ひびの裂け目から、視線のようなものが無数に溢れ出し、私の身体を絡めとっていく。
息が、できない。
「――大丈夫? まだ痛むの?」
はっと我に返る。目の前にあったはずの黒いひび割れは、煙のように消え失せていた。激しい動悸のなかで視線を上げると、すぐそこにあのひらひらとしたムームーの裾が揺れていた。
閉ざされた空間のなかに、あの強烈な「雨とゴミ箱」の臭気が、ふたたび、じっとりと満ちていく。
「大丈夫?」
女は、巨体に似合わないままごとのような小さな傘をさしたまま、ぬっと顔を覗き込んできた。
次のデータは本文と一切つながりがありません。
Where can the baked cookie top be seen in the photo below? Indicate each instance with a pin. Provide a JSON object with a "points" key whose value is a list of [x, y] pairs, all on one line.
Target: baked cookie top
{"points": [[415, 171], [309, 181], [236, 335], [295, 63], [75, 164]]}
同時に襲いかかる強烈な臭気に、私はとうとう吐き気を堪えきれなくなった。
「うっ……!」
口を手で押さえ、女の脇をすり抜けるようにして、私はその場から無我夢中で走り去った。
後ろを振り返る余裕なんてない。ただあの異常な空間から、あの女から離れたかった。
「ちょっと! 院内は走っちゃダメですよ!」
私は弾かれたように足を止めた。
はっと周囲を見回す。白い壁、消毒液の匂い、遠くで聞こえる事務的な呼び出しのアナウンス。そこは紛れもない、普通の現実の病院の廊下だった。
「顔色が真っ青じゃない。大丈夫ですか?」
駆け寄ってきた看護師の女性が、怪訝そうに、けれど親身になって私の肩を支えてくれる。
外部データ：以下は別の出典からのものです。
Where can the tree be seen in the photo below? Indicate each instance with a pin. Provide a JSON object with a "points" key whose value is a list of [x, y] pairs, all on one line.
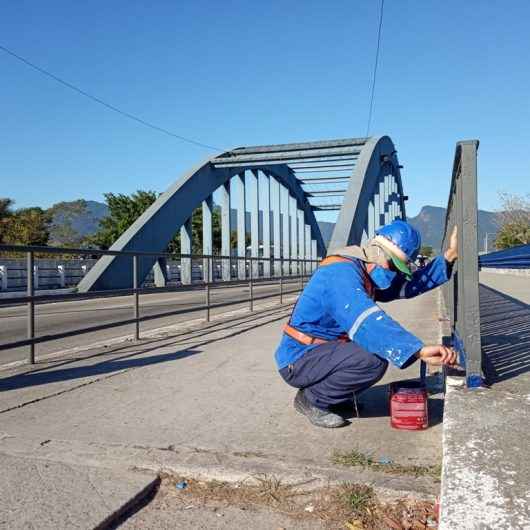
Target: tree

振り返っても、そこにさっきの巨体の女も、小さな傘も、黒いひび割れもない。
旧棟への入り口は、ただの古びた木製のドアが閉まっているだけで、剥がれかけた「立ち入り禁止」の紙が、蛍光灯の光に寂しく照らされている。
「……すみません、少し目眩がして」
「もう、無理しちゃダメですよ。さあ、診察室はこっちです。一緒に行きましょう」
私は看護師に付き添われ、促されるままに廊下を歩き出す。
彼女の手は柔らかく、瑞々しい弾力があった。若く健康な人間の肉体が持つ手だ。
艶やかな黒髪は品よくまとめられ、頬や唇にはほんのりとした赤みがさしている。
ふと、前方のガラスドアに二人の姿が映り込んだ。
私はそれを見て、息を呑んだ。
――これが、私なのか。
そこに映る自分の姿は、まるで死臭が漂ってきそうなほど煤けて見えた。後ろで雑に括られた髪からは、収まりきらない毛束があちこちから不揃いに飛び出している。前かがみになった姿勢は、まるで老人のようだった。
私はたまらなくなって、歩きながら頭の後ろに手を伸ばし、乱れた髪を結び直した。そして、背筋を無理に伸ばす。
彼女の温かい手のひらの感触に安堵しながらも、私の背中にはまだねっとりとした冷たい汗が張り付いたままだった。